Charity targets child blindness
Published: October 13, 2005
A UK charity has pledged to track down and treat 10,000 children in Bangladesh who are blind due to cataracts.
Sight Savers said that cataracts are the biggest cause of childhood blindness in Bangladesh - despite being normally associated with old age in the UK.
On World Sight Day, the charity said that it aimed to treat 10,000 youngsters in the country by 2008, before their chance to see was lost forever.
Sight Savers have already carried out 3,000 operations to remove cataracts and implant an intraocular lens in youngsters’ eyes to help them see.
Actress Joanna Lumley has travelled to Bangladesh to see how the charity is searching every village in the world’s most densely-populated country to find children who may benefit from cataract surgery.

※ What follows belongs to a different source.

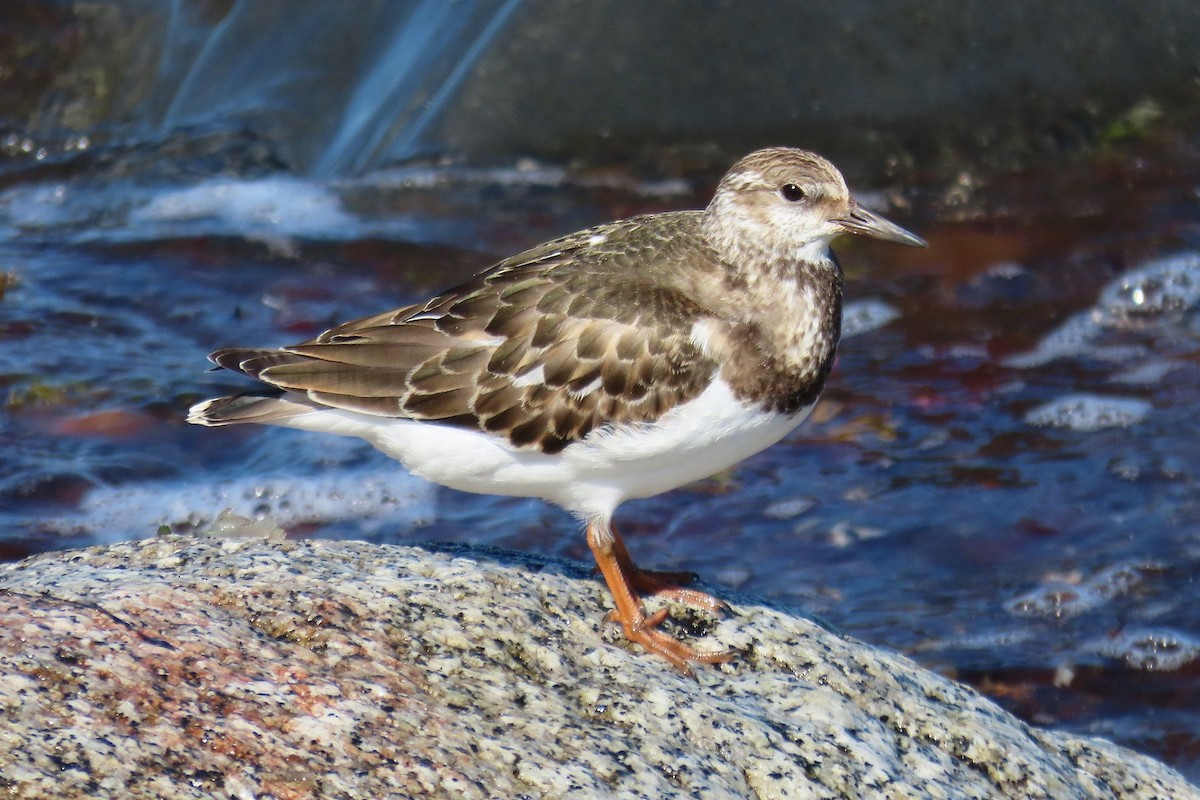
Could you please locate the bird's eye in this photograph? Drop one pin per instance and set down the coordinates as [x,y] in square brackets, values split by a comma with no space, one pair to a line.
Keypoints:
[791,192]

She said: “I followed one five-year-old boy to witness his journey from blindness to sight.
“Arif’s family survive on just 40p a day, but even if they had been able to afford treatment, they had no idea that surgery might be able to give their boy sight. I will never forget the moment his bandage came off and he could see for the first time ever.

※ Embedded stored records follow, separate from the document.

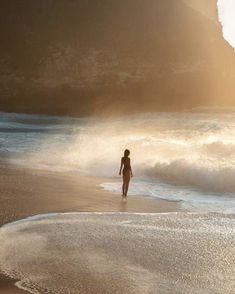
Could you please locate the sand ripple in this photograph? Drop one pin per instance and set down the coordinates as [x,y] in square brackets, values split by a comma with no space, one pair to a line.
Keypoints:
[121,253]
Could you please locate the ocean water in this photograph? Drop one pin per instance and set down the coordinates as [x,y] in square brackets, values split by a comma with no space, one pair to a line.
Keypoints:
[187,157]
[121,253]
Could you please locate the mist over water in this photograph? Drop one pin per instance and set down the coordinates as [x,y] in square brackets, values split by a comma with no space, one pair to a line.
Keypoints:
[187,156]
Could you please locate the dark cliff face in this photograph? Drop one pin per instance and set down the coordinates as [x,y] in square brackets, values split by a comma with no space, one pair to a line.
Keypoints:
[100,56]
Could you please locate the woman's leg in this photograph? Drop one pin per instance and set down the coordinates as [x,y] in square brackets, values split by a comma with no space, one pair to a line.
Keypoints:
[126,180]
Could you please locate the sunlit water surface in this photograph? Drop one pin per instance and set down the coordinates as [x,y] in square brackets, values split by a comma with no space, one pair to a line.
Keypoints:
[187,157]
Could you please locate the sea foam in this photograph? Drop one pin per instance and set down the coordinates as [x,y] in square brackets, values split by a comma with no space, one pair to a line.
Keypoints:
[121,253]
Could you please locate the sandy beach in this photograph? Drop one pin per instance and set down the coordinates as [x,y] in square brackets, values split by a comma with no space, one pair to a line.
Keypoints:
[26,193]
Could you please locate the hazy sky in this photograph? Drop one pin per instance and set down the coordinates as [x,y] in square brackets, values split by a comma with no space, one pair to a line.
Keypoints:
[226,9]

“Now I’m back home, I still can’t quite believe that surgery on a child like Arif can cost as little as £27.”
World Sight Day is hoping to raise awareness of the plight of the 37 million people who are blind around the world. But it is estimated that 75% of these could see with simple, cost-effective interventions.
Dr Caroline Harper, chief executive of Sight Savers International, said: “The poorest countries of the world carry 90% of blindness and every five seconds another person goes blind. Around 60% of children die within a year of going blind and every minute another child loses sight.
“The Bangladesh Child Cataract Campaign aims to transform life for the 10,000 children who are blind through cataracts by giving them the surgery that will enable them to see. The challenge is to find them before it’s too late for the brain to learn how to see.”